A few years back I was called out of retirement by a director friend who was working with a new script, The Nan Jing Race. The script called for two Chinese actors and one Japanese-American. I need a favor from you, my friend asked me, I want you to play the Japanese-American. I was stunned, and hesitant, because by then I had suffered my identity politics and did not want to bruise sensibilities. This is a role that should be going to an Asian-American, I chastised. And there have been audition calls, my friend countered, and no Asian-American actors have tried out for this role and I need to cast and get this production going. Will you help? So begrudgingly, I reviewed the script, grimaced when I discovered the Japanese-American was the bad guy, and placed one more criteria before my friend. I want to talk to the Chinese playwright and the two Chinese-Americans you've cast in the other roles before I consider this role, I demanded. So he arranged the meeting.

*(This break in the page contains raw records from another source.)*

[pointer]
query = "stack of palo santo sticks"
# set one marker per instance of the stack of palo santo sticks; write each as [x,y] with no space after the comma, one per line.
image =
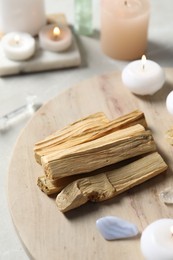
[76,159]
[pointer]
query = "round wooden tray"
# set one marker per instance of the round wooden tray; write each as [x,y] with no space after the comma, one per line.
[47,233]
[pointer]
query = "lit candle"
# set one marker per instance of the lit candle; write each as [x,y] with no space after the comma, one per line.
[143,77]
[24,16]
[157,240]
[18,46]
[54,38]
[169,103]
[124,28]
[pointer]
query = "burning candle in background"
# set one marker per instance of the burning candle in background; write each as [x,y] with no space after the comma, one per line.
[157,240]
[18,46]
[169,102]
[24,16]
[54,38]
[143,77]
[124,28]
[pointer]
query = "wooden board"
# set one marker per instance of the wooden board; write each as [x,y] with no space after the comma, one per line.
[49,234]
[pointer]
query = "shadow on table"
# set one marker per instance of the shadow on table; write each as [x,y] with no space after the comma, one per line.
[161,53]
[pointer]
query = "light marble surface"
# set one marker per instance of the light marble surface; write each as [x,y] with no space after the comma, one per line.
[15,89]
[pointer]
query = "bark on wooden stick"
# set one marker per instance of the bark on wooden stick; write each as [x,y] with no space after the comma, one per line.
[85,130]
[109,184]
[106,150]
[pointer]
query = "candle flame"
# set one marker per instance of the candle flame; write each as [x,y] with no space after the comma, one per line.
[56,32]
[16,39]
[144,59]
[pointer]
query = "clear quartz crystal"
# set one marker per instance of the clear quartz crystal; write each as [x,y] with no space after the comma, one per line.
[83,17]
[167,195]
[17,114]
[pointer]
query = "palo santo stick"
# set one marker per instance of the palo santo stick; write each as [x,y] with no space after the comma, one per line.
[109,184]
[169,136]
[73,132]
[85,130]
[109,149]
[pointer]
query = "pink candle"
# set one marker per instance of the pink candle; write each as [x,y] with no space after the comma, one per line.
[124,27]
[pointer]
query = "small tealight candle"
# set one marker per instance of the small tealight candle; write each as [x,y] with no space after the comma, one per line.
[157,240]
[18,46]
[169,103]
[143,77]
[54,38]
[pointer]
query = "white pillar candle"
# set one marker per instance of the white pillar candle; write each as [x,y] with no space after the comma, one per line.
[124,28]
[169,103]
[143,77]
[54,38]
[24,15]
[157,240]
[18,46]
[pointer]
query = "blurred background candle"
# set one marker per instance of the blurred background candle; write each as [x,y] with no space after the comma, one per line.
[124,28]
[83,16]
[55,38]
[22,15]
[143,77]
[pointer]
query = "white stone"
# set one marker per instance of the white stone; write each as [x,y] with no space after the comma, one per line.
[113,228]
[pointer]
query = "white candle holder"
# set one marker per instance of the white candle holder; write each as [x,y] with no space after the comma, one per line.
[24,16]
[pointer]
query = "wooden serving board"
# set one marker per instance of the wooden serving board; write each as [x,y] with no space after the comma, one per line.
[49,234]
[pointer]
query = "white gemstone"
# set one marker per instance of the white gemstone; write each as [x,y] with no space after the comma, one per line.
[113,228]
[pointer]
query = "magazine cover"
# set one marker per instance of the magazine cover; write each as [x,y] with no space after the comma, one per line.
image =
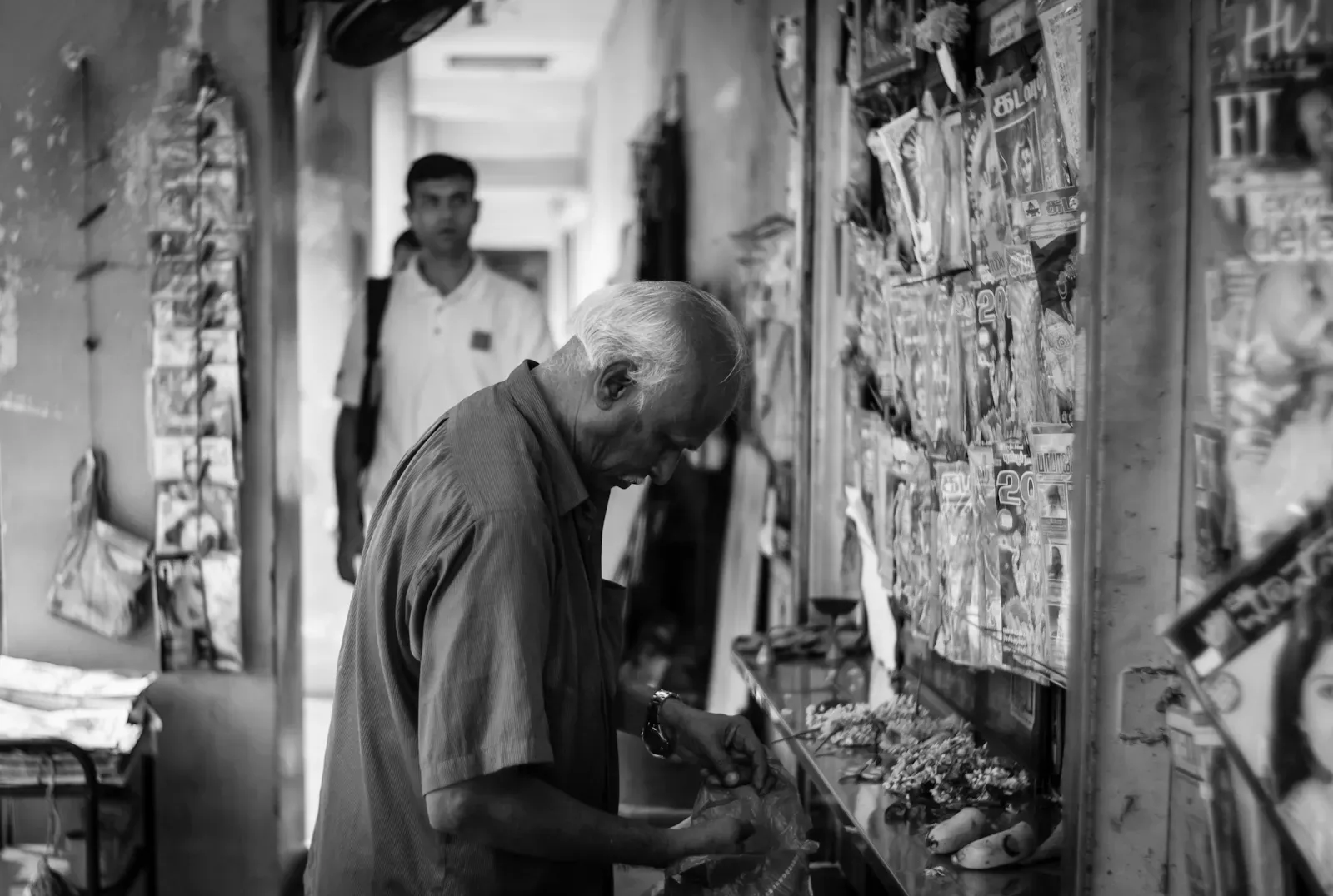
[193,596]
[1259,652]
[197,519]
[988,211]
[177,347]
[190,401]
[190,295]
[193,459]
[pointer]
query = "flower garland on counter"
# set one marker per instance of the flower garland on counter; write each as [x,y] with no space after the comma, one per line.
[931,763]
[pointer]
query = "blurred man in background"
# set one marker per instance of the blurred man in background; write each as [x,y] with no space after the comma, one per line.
[443,328]
[404,251]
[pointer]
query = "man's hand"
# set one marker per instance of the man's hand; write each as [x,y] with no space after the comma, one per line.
[351,543]
[713,838]
[724,747]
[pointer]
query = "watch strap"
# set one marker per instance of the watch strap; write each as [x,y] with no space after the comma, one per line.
[655,739]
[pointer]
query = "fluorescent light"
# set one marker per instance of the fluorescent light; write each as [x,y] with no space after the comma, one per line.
[499,63]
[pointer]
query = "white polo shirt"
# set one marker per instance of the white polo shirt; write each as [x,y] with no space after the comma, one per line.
[435,351]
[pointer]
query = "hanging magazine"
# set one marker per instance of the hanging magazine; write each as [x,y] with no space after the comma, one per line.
[1259,652]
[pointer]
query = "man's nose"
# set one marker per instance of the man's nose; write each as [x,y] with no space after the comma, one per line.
[664,468]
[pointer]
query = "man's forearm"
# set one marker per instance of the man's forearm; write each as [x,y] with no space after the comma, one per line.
[519,812]
[347,468]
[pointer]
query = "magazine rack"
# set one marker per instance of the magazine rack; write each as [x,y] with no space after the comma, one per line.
[97,778]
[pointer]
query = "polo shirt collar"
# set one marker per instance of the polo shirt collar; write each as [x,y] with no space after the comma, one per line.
[477,274]
[523,388]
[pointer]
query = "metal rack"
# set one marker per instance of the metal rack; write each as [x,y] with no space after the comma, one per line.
[93,791]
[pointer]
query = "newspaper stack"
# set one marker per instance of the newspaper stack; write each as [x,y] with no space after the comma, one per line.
[197,247]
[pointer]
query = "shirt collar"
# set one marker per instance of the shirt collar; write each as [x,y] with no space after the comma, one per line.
[477,274]
[523,388]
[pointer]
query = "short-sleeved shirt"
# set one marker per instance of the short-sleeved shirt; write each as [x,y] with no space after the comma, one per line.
[480,638]
[435,351]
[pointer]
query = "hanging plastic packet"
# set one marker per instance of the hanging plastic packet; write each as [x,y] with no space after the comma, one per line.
[943,381]
[912,328]
[956,396]
[901,256]
[1061,42]
[904,148]
[957,551]
[1051,137]
[926,168]
[995,372]
[1023,611]
[1032,397]
[895,455]
[970,366]
[988,210]
[1057,361]
[1213,519]
[986,634]
[1052,461]
[912,545]
[955,246]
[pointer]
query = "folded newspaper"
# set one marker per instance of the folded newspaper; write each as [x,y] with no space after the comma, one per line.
[95,709]
[776,858]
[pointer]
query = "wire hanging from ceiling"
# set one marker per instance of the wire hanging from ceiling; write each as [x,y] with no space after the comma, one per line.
[482,11]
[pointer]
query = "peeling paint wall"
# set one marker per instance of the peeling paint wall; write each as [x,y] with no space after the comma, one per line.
[335,237]
[735,127]
[227,743]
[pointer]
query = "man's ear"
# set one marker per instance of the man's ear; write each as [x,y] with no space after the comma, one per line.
[612,384]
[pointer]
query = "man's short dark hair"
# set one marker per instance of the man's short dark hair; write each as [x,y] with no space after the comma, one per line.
[440,167]
[407,241]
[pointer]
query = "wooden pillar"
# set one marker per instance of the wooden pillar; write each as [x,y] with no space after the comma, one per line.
[1130,452]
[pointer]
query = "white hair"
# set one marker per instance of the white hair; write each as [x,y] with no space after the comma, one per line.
[644,324]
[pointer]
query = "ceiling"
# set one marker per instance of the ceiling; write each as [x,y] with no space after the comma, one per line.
[466,73]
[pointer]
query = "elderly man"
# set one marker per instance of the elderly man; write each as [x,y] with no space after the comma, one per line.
[473,740]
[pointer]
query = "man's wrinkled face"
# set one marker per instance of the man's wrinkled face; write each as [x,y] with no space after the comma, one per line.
[622,444]
[443,213]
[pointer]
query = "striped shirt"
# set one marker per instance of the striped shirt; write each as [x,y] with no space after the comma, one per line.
[480,638]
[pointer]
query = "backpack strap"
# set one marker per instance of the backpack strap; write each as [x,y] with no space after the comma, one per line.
[377,303]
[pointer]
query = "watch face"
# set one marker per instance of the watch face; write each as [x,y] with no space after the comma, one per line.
[655,742]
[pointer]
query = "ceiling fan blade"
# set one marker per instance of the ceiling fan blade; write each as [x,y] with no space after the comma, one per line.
[367,32]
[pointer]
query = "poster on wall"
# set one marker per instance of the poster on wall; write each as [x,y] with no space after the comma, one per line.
[197,403]
[886,42]
[1259,652]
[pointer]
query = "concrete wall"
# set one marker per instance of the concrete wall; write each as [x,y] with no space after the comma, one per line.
[736,132]
[335,231]
[230,769]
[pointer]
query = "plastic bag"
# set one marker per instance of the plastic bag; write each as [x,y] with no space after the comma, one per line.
[103,571]
[776,859]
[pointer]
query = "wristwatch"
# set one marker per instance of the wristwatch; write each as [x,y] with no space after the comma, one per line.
[655,739]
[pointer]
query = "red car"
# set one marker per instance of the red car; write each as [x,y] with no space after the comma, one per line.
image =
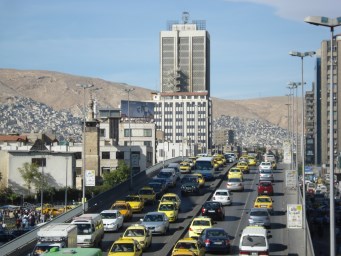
[265,188]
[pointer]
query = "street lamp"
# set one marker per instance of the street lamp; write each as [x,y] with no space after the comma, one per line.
[129,90]
[84,86]
[302,55]
[331,23]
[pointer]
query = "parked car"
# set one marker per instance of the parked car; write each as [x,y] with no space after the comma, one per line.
[156,222]
[235,184]
[224,196]
[266,174]
[212,209]
[265,188]
[112,220]
[190,185]
[259,217]
[215,240]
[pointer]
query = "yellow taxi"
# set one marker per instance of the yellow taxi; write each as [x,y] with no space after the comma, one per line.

Would you be offended if I tackle this role, I asked them. I know I can play it, I assured them, I certainly identify with it; but, I won't do it if it offends you that a non-Asian actor claims the role. The role was of a Japanese-American businessman in China who, heedless of the historical atrocities committed by the Japanese against the Chinese, disclaims affiliation with the Japanese and argues for his essentially American character. It was a story of someone caught between identities, something I knew by heart.
The playwright, anxious for a West Coast premiere of the piece, felt I looked and could act the part. The two Chinese actors were starving for a chance to be in a vehicle that would allow them a chance to play a real role and not a stereotypical one. If I would not accept the role, the project would have to be scrapped. They begged me to accept it.
In retrospect I can't say it was one of my best performances. Probably more because I was having issues with once more playing the villain than anything else. But during the rehearsal process the opportunity I had to learn from my two young Asian-American scriptmates, hearing their career histories, their concerns, proved enlightening. In all truthfulness, I hope I am never asked to play "yellowface" again but, considering that I have, I retain a sense of ethnic pride, even if it is not technically my own.
Watching The Slanted Screen brought into focus what is perhaps the most dangerous aspect of prejudice. When a shadow is cast upon you that you have to fight off, that you have to negate, it takes away from the very real work of reconciling your own authentic shadow, which unattended, can cause real problems. The Slanted Screen made clear to me how representations of Asian-American masculinity on the screen have been desexualized and criminalized and that I have been fighting against these misguided prejudices my entire adult life. I empathize with the situation from a purely personal space. And am grateful to Jeff Adachi for the healing he has brought me through his articulate focus.